Il n’y a pas que sur les mers que les vagues déferlent : elles se trouvent aussi sous la surface de l’eau, jusqu’aux confins abyssaux. Ces vagues sous-marines peuvent même atteindre la hauteur d’un édifice de 12 étages! Les océanographes pensent qu’elles influent sur la dynamique et sur les propriétés des océans. À un point tel que si, par magie, toutes les vagues sous-marines disparaissaient soudainement, le climat de la planète en serait fortement affecté. Mais ces vagues sont encore mal comprises.

Le projet SILLEX, une collaboration entre le Canada, la France et les Pays-Bas, est dirigé par Daniel Bourgault, chercheur à l’Institut des sciences de la mer de l’Université du Québec à Rimouski, et vise un objectif ambitieux : documenter et cartographier les vagues sous-marines dans le fjord du Saguenay, ainsi que dans l’estuaire et le golfe du Saint-Laurent.

Le fjord est particulièrement propice à la formation de telles vagues, étant donné la présence de trois montagnes sous-marines – ou « seuils » – qui perturbent l’écoulement de l’eau. Daniel Bourgault et son équipe ont sillonné ces endroits en bateau pour prendre des mesures de salinité, de température, de courants et de turbulence.

Comme le font les vagues en surface, les vagues sous-marines peuvent, en déferlant, générer de la turbulence qui favoriserait la redistribution des propriétés physico-chimiques de l’océan telles que la salinité, la température et la disponibilité d’éléments nutritifs.

Échantillonner les vagues à partir d’un navire demeure cependant long et coûteux, et ne permet pas de couvrir tout le fjord à tout instant. Pour pallier cette difficulté, des étudiants ont analysé des tonnes d’images satellites à la recherche de signatures des vagues sous-marines : celles-ci se manifestent en surface par temps calme, et présentent en alternance des bandes d’eau lisses et rugueuses. Ils ont ainsi pu créer un premier catalogue de distribution de ce type de vague pour le golfe du Saint-Laurent.

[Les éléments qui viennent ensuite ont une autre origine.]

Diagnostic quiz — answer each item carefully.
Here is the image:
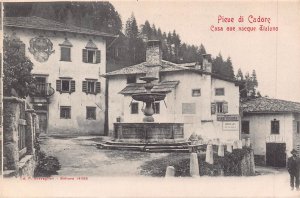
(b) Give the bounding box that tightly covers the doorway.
[266,143,286,167]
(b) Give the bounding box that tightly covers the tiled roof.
[104,60,238,84]
[119,81,179,95]
[105,60,189,76]
[4,16,117,38]
[241,97,300,113]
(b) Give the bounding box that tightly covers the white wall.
[242,113,294,156]
[5,27,107,135]
[108,70,240,142]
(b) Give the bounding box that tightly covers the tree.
[125,13,145,65]
[3,35,35,98]
[236,68,244,81]
[224,57,235,79]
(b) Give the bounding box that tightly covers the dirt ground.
[31,135,300,198]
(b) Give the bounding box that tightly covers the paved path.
[39,136,168,177]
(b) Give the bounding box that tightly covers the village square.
[0,1,300,198]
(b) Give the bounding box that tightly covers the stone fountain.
[97,40,189,152]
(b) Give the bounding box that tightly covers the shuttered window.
[82,80,101,94]
[56,79,75,94]
[82,49,100,64]
[212,101,228,114]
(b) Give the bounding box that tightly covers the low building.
[105,40,240,143]
[3,16,117,136]
[241,97,300,167]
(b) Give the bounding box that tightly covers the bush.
[34,151,61,177]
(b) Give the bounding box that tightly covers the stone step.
[104,141,190,147]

À terme, les nouvelles connaissances générées par le projet SILLEX contribueront à raffiner les prédictions des modèles climatiques et des écosystèmes marins. Elles pourront aussi servir à renforcer la sécurité nautique et à mieux planifier la construction d’infrastructures marines, compte tenu du fait que les vagues sous-marines peuvent affecter les manœuvres des navires et des sous-marins ainsi que la mise en place de plateformes pétrolières, entre autres choses.